Selanjutnya, kita akan menyelami definisi gender perempuan menurut Beauvoir.
“Seseorang tidak lahir sebagai perempuan, menjadi perempuan adalah kondisi yang diciptakan.”
Demikian sebuah ungkapan Beauvoir yang menggambarkan inti pemikirannya, alih-alih menganalisis gender sebagai hal yang “nature” (bawaan), Beauvoir menemukan sumbangsih daya-daya “nurture” (pengaruh luar) bagi pembentukan gender perempuan. Daya “nurturing” tersebut terdapat dalam masyarakat yang mengimpose segala stigma keperempuanan berupa; menjadi pasif, aware terhadap penampilan, lemah dan butuh perlindungan, dan seterusnya.

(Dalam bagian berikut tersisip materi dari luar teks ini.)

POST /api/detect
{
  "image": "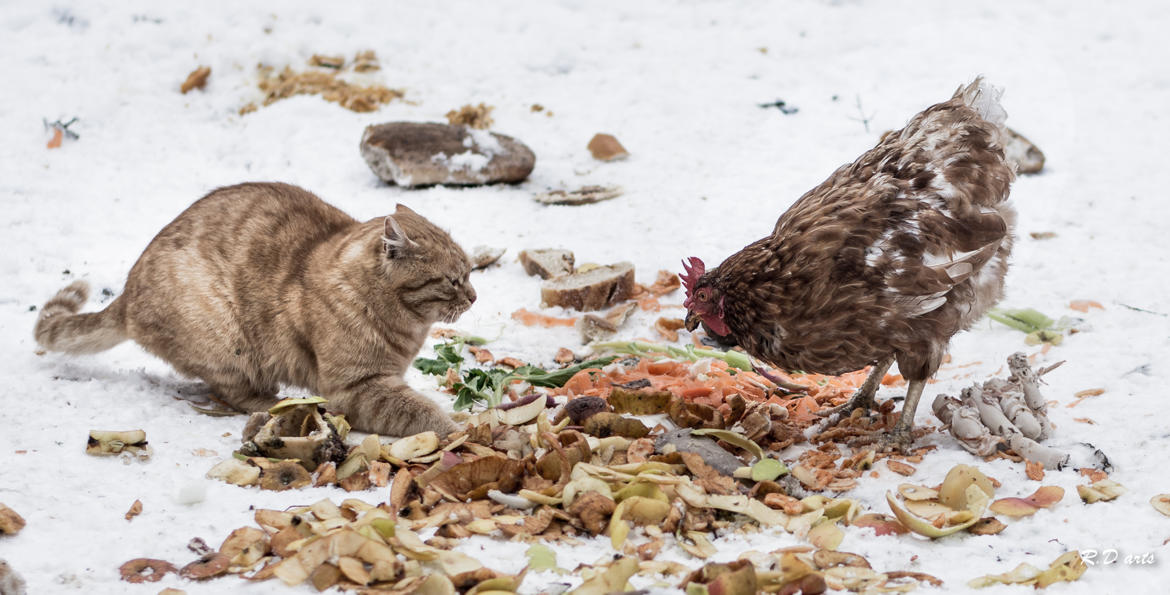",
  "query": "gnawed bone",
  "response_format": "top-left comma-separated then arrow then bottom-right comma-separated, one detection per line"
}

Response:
931,395 -> 1002,457
983,378 -> 1047,440
240,400 -> 347,471
931,353 -> 1071,469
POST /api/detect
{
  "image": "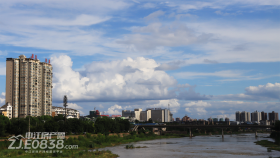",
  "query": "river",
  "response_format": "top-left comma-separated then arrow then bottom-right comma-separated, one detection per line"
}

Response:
103,133 -> 280,158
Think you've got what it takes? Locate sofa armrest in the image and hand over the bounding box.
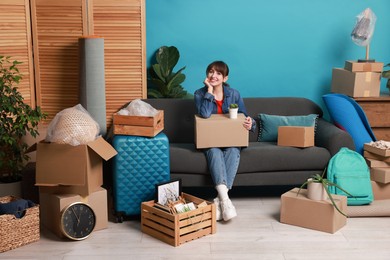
[315,118,355,156]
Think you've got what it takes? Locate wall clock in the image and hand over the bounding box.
[60,202,96,240]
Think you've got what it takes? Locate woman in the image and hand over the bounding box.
[194,61,256,221]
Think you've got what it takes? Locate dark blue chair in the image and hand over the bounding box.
[322,94,376,155]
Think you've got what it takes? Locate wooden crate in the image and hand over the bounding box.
[113,110,164,137]
[0,196,40,253]
[141,193,216,246]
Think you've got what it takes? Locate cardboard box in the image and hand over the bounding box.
[39,187,108,237]
[344,60,383,72]
[364,144,390,157]
[141,193,216,246]
[364,157,390,168]
[278,126,314,148]
[280,188,347,233]
[36,137,117,196]
[331,68,381,97]
[113,110,164,137]
[370,167,390,183]
[371,181,390,200]
[195,113,249,149]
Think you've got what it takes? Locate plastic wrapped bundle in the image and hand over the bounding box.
[351,8,376,46]
[46,104,100,146]
[118,99,158,116]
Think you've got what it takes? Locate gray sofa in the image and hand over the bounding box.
[144,97,354,187]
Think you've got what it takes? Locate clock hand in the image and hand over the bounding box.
[72,208,80,225]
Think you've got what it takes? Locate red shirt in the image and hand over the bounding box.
[215,99,223,114]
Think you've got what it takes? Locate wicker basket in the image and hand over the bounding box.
[0,196,40,252]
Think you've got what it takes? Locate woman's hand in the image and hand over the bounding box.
[242,116,252,131]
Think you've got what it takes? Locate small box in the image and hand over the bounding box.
[370,167,390,183]
[278,126,314,148]
[371,181,390,200]
[344,60,383,72]
[39,187,108,237]
[364,157,390,168]
[280,188,347,233]
[113,110,164,137]
[331,68,381,97]
[0,196,40,253]
[364,144,390,157]
[36,137,117,196]
[195,113,249,149]
[141,193,216,246]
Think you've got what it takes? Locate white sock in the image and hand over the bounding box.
[215,184,229,201]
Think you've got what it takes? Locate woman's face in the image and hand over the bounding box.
[207,68,228,87]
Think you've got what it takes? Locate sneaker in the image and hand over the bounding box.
[220,199,237,221]
[214,197,222,221]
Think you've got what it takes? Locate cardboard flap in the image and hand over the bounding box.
[36,142,87,186]
[87,137,118,161]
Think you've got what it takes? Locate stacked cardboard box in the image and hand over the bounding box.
[331,61,383,97]
[364,144,390,200]
[36,137,117,237]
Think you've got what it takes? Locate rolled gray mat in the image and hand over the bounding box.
[79,36,107,136]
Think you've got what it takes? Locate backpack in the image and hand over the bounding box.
[327,147,374,206]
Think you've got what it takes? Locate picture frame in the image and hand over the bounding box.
[155,179,181,206]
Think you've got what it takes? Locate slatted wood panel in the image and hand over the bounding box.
[89,0,146,129]
[31,0,87,121]
[0,0,35,107]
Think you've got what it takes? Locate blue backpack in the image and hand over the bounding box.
[327,147,374,206]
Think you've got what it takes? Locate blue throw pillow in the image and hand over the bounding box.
[257,114,318,142]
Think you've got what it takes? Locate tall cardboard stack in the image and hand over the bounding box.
[36,137,117,237]
[364,144,390,200]
[331,61,383,97]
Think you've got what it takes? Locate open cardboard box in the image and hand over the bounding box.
[331,68,381,97]
[195,113,249,149]
[31,137,117,196]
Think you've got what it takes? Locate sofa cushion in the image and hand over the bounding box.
[257,114,318,142]
[238,142,330,173]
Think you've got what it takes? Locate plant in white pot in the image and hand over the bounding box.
[0,56,47,187]
[297,168,353,217]
[229,103,238,119]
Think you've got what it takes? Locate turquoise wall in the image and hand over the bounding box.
[146,0,390,111]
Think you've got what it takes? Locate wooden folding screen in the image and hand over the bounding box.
[25,0,146,127]
[0,0,35,107]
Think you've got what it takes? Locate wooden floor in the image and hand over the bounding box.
[0,187,390,260]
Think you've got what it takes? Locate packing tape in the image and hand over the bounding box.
[365,72,372,82]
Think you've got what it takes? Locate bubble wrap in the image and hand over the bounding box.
[45,104,100,146]
[118,99,158,116]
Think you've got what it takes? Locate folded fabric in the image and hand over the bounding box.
[0,199,35,218]
[257,114,318,142]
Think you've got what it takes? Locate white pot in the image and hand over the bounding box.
[307,182,327,200]
[229,108,238,119]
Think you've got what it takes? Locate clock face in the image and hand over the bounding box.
[60,202,96,240]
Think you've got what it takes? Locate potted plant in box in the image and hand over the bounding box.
[229,103,238,119]
[0,56,47,192]
[297,168,353,217]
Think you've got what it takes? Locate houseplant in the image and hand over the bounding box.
[148,46,188,98]
[297,168,353,217]
[0,56,47,182]
[229,103,238,119]
[382,63,390,90]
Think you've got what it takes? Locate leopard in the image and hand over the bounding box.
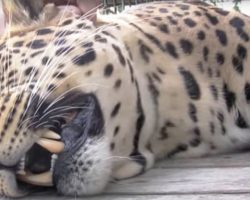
[0,0,250,198]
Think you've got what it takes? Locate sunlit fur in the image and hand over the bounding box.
[0,0,250,197]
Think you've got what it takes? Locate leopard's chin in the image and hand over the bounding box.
[17,95,112,196]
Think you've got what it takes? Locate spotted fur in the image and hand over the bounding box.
[0,2,250,196]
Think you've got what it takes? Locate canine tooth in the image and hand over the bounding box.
[18,171,53,187]
[42,131,61,140]
[37,138,64,154]
[50,154,58,172]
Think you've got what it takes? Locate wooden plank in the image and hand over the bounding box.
[7,153,250,200]
[25,194,250,200]
[107,167,250,195]
[155,153,250,168]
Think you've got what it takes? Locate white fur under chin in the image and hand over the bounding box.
[57,140,112,196]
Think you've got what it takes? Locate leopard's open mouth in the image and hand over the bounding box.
[16,112,78,187]
[16,131,64,186]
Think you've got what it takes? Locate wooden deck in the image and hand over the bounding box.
[22,153,250,200]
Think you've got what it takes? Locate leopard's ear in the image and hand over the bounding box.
[2,0,44,26]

Terdapat batasan-batasan stigma yang diciptakan masyarakat antara maskulinitas dan feminitas yang juga membatasi kemungkinan kemunculan gender dalam diri individu, khusus dalam hal ini stigma gender bagi perempuan membuat mereka kesulitan karena berada di kelas yang lebih rendah secara biner dan hirarkis.
Kembali lagi menilik pengaruh eksistensialisme Sartre-an dalam filsafat Beauvoir seperti sudah disinggung sebelumnya pada artikel feminisme bagian 1. Bagi Sartre, walaupun hukum eksistensi berbunyi “eksistensi mendahului esensi”, namun esensi yang kita miliki juga ditentukan oleh orang lain atau Sartre sebut “les pour autres” artinya kita ada untuk orang lain.
Dalam hal ini, masyarakat sebagai figur “lain” turut mengimpose pemaknaan atau esensi diri kita, seperti dimaksud Beauvoir tadi. Manusia harusnya bebas menentukan esensi dirinya, namun kebebasan manusia ternyata secara paradoksal dibatasi oleh orang lain, begitu pula perempuan harusnya bebas menentukan esensi dirinya, namun kebebasan perempuan dibatasi oleh masyarakat patriarkis.
Menilik waktu penerbitan buku The Second Sex milik Beauvoir pada tahun 1949, era tersebut bukanlah era yang mudah bagi Beauvoir untuk mempromosikan pemikirannya. Kuatnya pengaruh patriarkal dalam budaya intelektual dan pengaruh restrukturisasi masyarakat pasca perang membuat Beauvoir harus berupaya lebih keras. Kendati ia menjadi lulusan termuda jurusan filsafat pada usia 21 tahun di era itu, Beauvoir butuh berargumen dengan taraf intelektual yang tinggi bahkan untuk didengar alih-alih dianggap setara dalam sebuah diskusi intelektual.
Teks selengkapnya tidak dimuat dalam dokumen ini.